In Defense of Self-Defense: Why the Left’s Message Doesn’t Add Up

By Jordan LaPorta

 

This morning, I, like every other American, awoke to the news of terror in Las Vegas. Those healing and the families of the victims should be our first and foremost concern, and I know they will be in many American’s prayers.

However, I also awoke to the all-too-familiar cacophony of contradiction from the left, which is once again heralding the cause of gun-restriction. The narrative is not a new one, and it is recycled by talking heads every time an attack like this occurs.

Put simply, the argument goes like this: weapons such as assault rifles are far too dangerous for the general public to own. There is no legitimate reason for a private citizen to own such guns, and people should trust and rely on law enforcement to protect them when real danger arises.

Despite the many philosophically troublesome issues with the argument, perhaps the most glaring issue is that it currently undercuts the strength of the en vogue social justice cause: the opposition to racial policing.

The debate over American law enforcement tactics has dominated the emerging culture war for the past few weeks thanks to President Donald Trump’s comments about NFL protests and many players’ response.
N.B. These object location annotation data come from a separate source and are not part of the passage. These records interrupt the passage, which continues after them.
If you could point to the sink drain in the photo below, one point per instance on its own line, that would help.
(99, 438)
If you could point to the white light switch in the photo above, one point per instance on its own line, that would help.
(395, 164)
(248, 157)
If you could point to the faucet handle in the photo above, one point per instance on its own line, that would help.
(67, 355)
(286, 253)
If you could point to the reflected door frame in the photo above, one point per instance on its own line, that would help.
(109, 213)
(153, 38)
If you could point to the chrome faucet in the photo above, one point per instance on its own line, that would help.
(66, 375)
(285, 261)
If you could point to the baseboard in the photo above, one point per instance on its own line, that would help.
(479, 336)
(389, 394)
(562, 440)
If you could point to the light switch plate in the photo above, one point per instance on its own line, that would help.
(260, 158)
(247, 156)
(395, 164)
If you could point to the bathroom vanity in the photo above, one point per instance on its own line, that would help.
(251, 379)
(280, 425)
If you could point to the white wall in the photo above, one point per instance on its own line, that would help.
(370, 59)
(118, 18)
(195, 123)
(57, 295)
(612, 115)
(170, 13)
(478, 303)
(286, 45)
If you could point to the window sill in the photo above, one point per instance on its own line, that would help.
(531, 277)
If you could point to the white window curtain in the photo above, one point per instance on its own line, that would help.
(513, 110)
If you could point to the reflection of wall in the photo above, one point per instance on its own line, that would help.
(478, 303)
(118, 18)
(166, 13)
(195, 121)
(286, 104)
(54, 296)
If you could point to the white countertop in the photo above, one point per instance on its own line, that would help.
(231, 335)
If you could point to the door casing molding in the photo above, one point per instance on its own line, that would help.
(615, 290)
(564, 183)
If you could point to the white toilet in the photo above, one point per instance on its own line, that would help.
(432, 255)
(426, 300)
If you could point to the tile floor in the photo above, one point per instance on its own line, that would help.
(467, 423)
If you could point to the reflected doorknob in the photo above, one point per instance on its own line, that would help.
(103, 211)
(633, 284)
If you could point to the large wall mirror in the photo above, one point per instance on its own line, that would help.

Taking a knee during the national anthem became a symbol to raise awareness of the racial disparity many believe exists in our law enforcement system, and seemingly everyone on the left hopped on the bandwagon.

Police brutality, abuse of discretion, and racial profiling are very real issues that should be recognized, addressed, and solved. Reasonable minds can quibble about the degree to which these biases permeate our system, and only people completely blind to the truth will refuse to recognize them in any capacity.

But for the sake of argument, let’s assume even the worst assertions the left makes about American law enforcement are true. In this case, the left’s two arguments in tandem — that American police are racist and American gun ownership should be limited — leave African-Americans with no realistic option of defending themselves and their families.

Let that sink in. The logical conclusion of the left’s narrative is that those who are most at risk of being victimized by the abuse of police authority should trust those same police officers with their safety. It’s an absurdity of Orwellian proportions.

To make matters worse, African-American communities are already among the most under-policed in the country for violent crime. While black Americans are routinely over-policed for minor and petty crimes such as drug possession, their neighborhoods often lack the necessary police presence to keep them safe from real violent crime.

In a Wall-Street Journal Article titled “The Underpolicing of Black America,” Jill Leovy illustrated the real impact that a lack of effective policing has on black communities.

From 1988 to 2002, the number of unsolved homicides in the L.A. Police Department’s South Bureau was 41 per square mile. Even as many white neighborhoods remained untouched by killings during this period, some predominately black ones had three unsolved cases per block—seven at the especially violent intersection of South San Pedro and East 84th streets.

Meanwhile, police focused, as they had in the past, on nuisance and vice—the cheap and easy, low-hanging fruit of the trade. As early as 1956, Los Angeles police arrested more than 200,000 people a year for “drunkenness” and municipal code violations—a number that is nearly a tenth of the city’s population. The “broken windows” theory of policing echoes these old paddy-wagon tactics.

For many Americans, not just blacks, self-defense is the only thing that stands between life and death. According to American Police Beat, the average response time for an emergency call is 10 minutes. In attempted robbery or assault situations, people don’t have time to wait that long before the scenario goes from frightening to tragic.

Americans should not be denied the potentially life-saving right to self defense via firearm. For black Americans who doubt the police’s motivations or interest in their communities this right is especially paramount.

The Second Amendment is not perfect — as the tragedy in Las Vegas clearly shows. But the average American should not be denied his or her natural rights on the accord of some nutcase acting on criminal impulse. It’s time to let the justice system take care of the attacker and to continue to allow Americans to control their own safety.